Sullivan County officials issue health alert for whooping cough – NBC New York

A rise in cases of whooping cough, particularly in children, has prompted a county health alert in New York.

Cases of pertussis, better known as whooping cough, have climbed in Sullivan County. The health department there said five additional cases verified “just this week.” The cases of concern have been found in kids.

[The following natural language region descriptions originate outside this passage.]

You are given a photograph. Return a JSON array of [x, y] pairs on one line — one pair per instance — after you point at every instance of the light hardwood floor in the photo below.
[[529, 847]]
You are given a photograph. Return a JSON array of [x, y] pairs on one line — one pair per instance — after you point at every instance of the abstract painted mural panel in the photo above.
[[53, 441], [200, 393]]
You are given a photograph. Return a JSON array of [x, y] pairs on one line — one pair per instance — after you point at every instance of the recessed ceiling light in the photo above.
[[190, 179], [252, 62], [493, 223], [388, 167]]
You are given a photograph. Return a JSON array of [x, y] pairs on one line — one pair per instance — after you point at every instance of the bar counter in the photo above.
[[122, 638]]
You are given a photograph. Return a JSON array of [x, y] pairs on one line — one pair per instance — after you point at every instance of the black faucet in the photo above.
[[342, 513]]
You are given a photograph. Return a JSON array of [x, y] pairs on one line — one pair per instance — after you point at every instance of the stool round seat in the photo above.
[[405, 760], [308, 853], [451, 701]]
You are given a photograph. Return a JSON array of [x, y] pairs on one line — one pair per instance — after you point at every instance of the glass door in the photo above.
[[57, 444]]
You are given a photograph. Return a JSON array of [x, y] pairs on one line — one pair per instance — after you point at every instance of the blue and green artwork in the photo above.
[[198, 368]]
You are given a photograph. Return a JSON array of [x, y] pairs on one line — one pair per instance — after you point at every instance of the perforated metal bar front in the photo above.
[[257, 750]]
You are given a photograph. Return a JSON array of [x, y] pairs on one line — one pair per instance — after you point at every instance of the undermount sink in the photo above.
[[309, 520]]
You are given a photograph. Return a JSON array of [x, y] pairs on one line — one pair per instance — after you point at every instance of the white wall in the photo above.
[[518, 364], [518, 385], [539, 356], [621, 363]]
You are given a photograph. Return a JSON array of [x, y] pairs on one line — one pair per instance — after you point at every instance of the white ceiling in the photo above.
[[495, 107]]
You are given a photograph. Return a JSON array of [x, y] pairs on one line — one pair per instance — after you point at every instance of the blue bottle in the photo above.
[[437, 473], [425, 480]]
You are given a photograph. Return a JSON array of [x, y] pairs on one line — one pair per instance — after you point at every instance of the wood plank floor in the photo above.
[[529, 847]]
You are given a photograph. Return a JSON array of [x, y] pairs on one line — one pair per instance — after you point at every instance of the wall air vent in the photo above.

“This is an important advisory, and comes during National Immunization Awareness Month,” said Director of Public Health Karen Holden. “This month reinforces why vaccines are important for people of all ages and how they can help prevent serious, sometimes deadly, diseases and illnesses.”

The Sullivan County Department of Public Health issued an advisory on Thursday over the increase of pertussis, which is considered highly contagious. According to the health officials, the coughing brought on by pertussis can last up to 10 weeks, and in some cases longer.

Whooping cough has the potential to cause serious illness to people of all ages, but babies especially. Half of babies under 1 typically needed to be hospitalized if they catch it, the department said.

Cases of whooping cough have reportedly been on the rise for years. New York recorded nearly double the number of cases in 2022 from the previous year. The county alert says 2023 is on track to repeat the trend.

Anyone who believes they have contracted pertussis should get in touch with their doctor. The county also has a 24/7 public health line: 845-292-5910.